Plus tôt dans la journée de dimanche, la Corée du Nord a menacé d’attaquer, sans autre avertissement, tandis que les troupes sud-coréennes et américaines continuent leurs exercices conjoints.
Les Etats-Unis se sont, en effet, joints à la Corée du Sud, le 1er mars, pour le lancement des exercices militaires annuels ayant déjà provoqué par le passé des tensions avec Pyongyang car considérés par ces derniers comme une préparation à la guerre.
L’exercice militaire conjoint entre les Etats-Unis et la Corée du Sud, baptisé « Foal Eagle », se poursuivra jusqu’à la fin du mois d’avril, parallèlement, à partir du 13 mars, à un autre exercice militaire nommé « Key Resolve », d’après le ministère sud-coréen de la Défense.

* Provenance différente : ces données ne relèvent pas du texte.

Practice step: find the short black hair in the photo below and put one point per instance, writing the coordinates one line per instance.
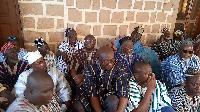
(124, 39)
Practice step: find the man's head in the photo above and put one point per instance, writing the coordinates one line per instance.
(193, 81)
(89, 42)
(142, 71)
(10, 52)
(186, 49)
(15, 41)
(126, 44)
(36, 61)
(39, 88)
(166, 33)
(106, 57)
(42, 46)
(137, 34)
(197, 48)
(179, 35)
(72, 35)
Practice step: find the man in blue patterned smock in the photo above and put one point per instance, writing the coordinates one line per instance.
(148, 55)
(126, 56)
(67, 49)
(174, 67)
(12, 67)
(49, 57)
(165, 46)
(105, 84)
(146, 93)
(38, 95)
(187, 98)
(21, 51)
(61, 85)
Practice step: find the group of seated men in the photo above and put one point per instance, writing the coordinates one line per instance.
(81, 78)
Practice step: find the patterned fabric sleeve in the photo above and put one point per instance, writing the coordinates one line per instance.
(2, 87)
(2, 57)
(5, 77)
(122, 82)
(63, 88)
(134, 96)
(172, 74)
(177, 99)
(62, 65)
(164, 99)
(20, 85)
(22, 53)
(74, 61)
(63, 46)
(51, 60)
(89, 84)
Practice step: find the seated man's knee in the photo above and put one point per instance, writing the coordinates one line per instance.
(167, 109)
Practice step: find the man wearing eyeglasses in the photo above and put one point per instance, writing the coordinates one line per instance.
(174, 67)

« Nous piétinerons sans pitié toutes leurs tentatives avec nos opérations spéciales de préemption et nos frappes de préemption » a affirmé l’armée nord-coréenne par le biais Télévision centrale coréenne officielle KCTV.
La Corée du Sud a, quant à elle, répondu à travers un communiqué du Comité des chefs d'état-major interarmées, diffusé par l’agence de presse sud-coréenne officielle, Yonhap.
« Si le Nord provoque, notre armée ripostera sévèrement » indique le communiqué sud-coréen.
Le 5 mars, la Corée du Nord a lancé quatre missiles balistiques au large de la côte nord-ouest du Japon, suscitant la colère de Séoul et de Tokyo, dernière provocation d’une longue série d’incident du même genre depuis plusieurs mois.
Dans ce contexte, la Maison Blanche avait indiqué que le président américain Donald Trump a tenu, lundi 6 mars, deux appels téléphoniques avec le Premier ministre japonais Shinzo Abe, et le président sud-coréen par intérim Hwang Kyo-ahn, afin de discuter du lancement de missiles balistiques par la Corée du Nord "en violation flagrante de plusieurs résolutions des Nations Unies".
Le Conseil de sécurité de l’ONU a, quant à lui une nouvelle fois, « fermement condamné », le mardi 7 mars, les lancements de missiles balistiques par la Corée du Nord.